An impossible challenge?
“People say nothing is impossible, but I do nothing every day.” ― A.A. Milne, Winnie-the-Pooh
Another week where the spot and forward market continue their meandering ways. At auction passed in rates remain low and wool is flowing through the pipeline. The positive side is that there is little build up in stocks to dampen any recovery in price when better demand does come. This is balanced by the fact that season to date testing (July to present) is down 20% and prices have oscillated in a very tight range.
19.0 micron opened July 1379, high 1418, low 1331, average 1373, Currently 1412. For 21.0 micron a similar story opened July 1296, high 1311, low 1232, average 1276, Currently 1311.

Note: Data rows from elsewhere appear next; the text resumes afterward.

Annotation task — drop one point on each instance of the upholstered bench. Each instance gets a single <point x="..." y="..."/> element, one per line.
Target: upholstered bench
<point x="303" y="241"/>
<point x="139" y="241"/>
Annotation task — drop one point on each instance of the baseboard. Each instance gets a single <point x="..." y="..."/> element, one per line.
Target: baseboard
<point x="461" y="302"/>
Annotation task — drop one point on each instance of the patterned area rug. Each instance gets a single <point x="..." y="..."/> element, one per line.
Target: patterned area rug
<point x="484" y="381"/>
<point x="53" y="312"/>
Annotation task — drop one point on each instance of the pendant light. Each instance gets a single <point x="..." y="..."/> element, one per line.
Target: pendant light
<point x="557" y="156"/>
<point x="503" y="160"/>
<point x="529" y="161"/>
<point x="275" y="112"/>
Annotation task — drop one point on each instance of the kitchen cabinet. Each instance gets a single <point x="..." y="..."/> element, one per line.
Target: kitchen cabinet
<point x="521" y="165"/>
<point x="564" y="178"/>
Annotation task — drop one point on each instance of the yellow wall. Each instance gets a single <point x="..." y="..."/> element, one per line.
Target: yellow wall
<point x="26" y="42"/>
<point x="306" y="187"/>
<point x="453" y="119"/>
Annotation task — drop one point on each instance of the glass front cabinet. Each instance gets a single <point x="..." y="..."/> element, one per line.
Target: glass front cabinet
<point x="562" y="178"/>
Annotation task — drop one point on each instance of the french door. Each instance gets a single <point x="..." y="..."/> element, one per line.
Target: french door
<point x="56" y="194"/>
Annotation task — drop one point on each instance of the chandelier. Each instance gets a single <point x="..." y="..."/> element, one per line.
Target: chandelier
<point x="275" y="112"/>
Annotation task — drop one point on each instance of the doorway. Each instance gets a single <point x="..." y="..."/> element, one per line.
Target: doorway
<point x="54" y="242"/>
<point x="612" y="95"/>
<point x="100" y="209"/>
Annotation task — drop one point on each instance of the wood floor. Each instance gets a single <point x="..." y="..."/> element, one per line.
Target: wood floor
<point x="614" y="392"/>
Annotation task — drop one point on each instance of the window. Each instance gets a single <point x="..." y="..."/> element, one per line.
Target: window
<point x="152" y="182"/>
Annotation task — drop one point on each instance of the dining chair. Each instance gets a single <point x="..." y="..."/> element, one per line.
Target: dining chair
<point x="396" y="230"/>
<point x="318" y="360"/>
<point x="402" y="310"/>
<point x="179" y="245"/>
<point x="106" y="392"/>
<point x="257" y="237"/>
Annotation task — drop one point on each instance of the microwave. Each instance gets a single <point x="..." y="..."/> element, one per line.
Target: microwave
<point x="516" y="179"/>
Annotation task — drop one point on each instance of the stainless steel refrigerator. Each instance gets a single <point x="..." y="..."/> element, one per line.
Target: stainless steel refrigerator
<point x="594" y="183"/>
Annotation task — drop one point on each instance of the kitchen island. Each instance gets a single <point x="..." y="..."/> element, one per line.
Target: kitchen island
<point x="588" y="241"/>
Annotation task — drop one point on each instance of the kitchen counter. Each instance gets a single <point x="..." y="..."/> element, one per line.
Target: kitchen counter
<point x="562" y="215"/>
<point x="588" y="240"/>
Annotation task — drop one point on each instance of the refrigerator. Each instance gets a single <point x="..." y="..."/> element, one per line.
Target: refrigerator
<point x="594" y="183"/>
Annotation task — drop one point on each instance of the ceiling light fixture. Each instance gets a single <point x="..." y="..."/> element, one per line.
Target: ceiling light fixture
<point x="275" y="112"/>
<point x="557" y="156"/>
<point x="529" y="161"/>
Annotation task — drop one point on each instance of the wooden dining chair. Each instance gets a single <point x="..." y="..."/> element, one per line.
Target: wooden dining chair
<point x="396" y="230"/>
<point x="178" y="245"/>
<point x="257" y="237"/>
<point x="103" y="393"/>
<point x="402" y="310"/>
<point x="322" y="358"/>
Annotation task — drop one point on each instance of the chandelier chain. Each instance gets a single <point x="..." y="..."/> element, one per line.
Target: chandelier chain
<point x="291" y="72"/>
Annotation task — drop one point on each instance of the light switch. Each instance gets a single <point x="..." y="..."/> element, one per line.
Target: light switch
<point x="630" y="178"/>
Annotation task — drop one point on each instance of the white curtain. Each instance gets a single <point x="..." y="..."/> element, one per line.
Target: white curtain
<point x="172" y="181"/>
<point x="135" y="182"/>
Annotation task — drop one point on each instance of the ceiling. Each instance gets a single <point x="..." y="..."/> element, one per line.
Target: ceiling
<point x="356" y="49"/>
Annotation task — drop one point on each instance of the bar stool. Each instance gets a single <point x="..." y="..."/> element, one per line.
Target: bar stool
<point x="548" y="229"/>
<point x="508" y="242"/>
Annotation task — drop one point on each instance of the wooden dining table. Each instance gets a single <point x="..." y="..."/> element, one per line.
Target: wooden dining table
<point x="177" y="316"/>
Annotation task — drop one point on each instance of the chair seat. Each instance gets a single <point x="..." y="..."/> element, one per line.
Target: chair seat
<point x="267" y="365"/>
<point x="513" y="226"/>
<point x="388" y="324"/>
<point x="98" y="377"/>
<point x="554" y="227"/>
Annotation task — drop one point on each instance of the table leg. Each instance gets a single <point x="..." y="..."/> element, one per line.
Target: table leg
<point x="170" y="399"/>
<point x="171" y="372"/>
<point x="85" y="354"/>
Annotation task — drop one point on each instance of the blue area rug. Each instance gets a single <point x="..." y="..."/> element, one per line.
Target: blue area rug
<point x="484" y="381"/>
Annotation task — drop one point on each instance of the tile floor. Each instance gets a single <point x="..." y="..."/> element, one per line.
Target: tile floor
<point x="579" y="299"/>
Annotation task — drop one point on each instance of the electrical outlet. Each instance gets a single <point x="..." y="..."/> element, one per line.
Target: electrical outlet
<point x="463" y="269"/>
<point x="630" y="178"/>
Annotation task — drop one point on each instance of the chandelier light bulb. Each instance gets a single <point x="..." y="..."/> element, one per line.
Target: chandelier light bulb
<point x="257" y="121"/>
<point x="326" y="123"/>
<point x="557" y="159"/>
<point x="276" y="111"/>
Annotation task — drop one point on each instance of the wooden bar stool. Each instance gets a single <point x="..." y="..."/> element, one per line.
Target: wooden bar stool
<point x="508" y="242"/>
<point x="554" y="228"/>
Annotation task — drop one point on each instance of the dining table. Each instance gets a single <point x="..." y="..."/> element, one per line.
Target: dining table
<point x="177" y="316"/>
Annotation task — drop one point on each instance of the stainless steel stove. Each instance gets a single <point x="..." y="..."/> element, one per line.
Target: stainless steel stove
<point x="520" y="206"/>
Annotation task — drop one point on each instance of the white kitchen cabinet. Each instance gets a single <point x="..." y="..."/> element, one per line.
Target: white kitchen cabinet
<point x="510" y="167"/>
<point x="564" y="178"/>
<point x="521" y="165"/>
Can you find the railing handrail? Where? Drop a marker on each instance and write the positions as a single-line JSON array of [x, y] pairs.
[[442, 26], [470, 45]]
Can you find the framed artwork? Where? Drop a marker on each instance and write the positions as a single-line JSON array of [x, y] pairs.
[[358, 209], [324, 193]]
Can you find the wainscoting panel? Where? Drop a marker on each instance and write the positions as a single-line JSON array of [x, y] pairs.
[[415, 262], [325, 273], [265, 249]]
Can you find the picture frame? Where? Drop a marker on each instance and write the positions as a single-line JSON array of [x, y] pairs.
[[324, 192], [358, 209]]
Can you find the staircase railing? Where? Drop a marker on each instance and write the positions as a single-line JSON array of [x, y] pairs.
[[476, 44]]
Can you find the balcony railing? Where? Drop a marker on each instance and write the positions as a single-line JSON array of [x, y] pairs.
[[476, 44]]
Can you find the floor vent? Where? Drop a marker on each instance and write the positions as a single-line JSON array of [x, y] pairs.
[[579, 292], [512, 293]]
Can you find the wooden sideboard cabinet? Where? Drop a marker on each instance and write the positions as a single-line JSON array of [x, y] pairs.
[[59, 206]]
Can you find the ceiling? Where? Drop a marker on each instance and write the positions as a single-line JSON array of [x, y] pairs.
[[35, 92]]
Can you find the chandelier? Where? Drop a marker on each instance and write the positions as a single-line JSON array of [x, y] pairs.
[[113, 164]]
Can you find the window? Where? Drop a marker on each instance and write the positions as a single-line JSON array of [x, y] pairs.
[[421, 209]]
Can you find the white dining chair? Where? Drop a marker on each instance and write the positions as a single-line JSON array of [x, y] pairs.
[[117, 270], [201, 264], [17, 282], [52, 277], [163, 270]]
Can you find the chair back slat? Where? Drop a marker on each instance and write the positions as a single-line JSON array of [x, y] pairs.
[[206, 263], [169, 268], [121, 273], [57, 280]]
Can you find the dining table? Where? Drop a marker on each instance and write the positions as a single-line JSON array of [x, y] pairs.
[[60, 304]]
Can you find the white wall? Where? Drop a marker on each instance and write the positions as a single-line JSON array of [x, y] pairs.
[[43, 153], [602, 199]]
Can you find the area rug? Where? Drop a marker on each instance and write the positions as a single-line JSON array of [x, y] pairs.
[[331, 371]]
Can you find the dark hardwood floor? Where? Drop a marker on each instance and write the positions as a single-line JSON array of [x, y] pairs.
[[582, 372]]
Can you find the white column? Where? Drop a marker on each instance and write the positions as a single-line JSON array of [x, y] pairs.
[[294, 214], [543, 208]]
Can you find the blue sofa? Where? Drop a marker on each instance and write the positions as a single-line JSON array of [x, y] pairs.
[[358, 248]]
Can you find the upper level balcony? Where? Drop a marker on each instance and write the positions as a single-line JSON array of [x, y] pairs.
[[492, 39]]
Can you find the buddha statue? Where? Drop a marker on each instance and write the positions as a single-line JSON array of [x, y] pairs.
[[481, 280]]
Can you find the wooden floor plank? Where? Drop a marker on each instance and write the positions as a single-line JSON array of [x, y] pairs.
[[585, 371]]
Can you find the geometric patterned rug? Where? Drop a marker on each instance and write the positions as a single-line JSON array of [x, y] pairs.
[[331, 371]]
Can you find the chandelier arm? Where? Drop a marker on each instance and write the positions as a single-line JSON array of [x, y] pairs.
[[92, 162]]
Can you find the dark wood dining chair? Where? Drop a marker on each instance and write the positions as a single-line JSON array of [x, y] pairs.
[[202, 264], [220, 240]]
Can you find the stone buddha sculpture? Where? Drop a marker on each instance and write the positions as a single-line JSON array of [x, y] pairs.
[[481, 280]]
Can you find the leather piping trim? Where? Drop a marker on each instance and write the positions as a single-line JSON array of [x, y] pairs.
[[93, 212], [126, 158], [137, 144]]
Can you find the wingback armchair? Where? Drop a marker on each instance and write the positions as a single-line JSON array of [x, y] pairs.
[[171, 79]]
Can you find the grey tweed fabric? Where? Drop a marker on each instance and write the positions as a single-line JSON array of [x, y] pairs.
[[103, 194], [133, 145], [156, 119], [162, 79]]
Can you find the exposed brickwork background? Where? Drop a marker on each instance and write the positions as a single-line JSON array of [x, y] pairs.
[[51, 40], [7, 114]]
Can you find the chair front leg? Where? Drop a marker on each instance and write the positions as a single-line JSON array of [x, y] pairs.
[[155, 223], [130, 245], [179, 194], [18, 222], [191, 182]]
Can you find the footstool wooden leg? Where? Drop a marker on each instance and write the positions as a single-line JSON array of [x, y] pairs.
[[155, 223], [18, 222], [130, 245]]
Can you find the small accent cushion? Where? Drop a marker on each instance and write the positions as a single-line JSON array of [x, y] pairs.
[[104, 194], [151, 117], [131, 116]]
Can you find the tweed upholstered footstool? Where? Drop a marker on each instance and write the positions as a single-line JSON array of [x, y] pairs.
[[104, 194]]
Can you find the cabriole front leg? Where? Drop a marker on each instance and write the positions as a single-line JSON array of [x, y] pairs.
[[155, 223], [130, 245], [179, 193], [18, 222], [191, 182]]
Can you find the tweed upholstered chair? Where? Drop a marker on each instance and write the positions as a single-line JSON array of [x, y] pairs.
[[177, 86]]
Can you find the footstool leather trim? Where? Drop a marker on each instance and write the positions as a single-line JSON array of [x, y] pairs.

Demand remains the key. The blip caused by the positive reaction to the US elections has somewhat abated. Most commodities are in a wait and see mode with little to play out until the new year. Demand out of our key markets remains intermittent at best.
The forward market posted only one trade for the week with November 2025 traded at 1475 (63 cents over spot). General the forward market is better bid than offer but remains frustratingly illiquid. More activity is required before we can put faith in the robustness of the forward curve. Bidding currently presents a curve that is flat to Christmas, a 20 cent (1.5%) premium in early 2025, 40 cent (3%) premium in late 2025 and an 80 cent (6%) premium into 2026.
It is difficult to see too much change next week. Supply remains steady at their seasonal lower levels. The roster for the next three weeks, year on year, still coming in around 15 to 20% down. Bidding in the forwards should hold until the auction opening Tuesday.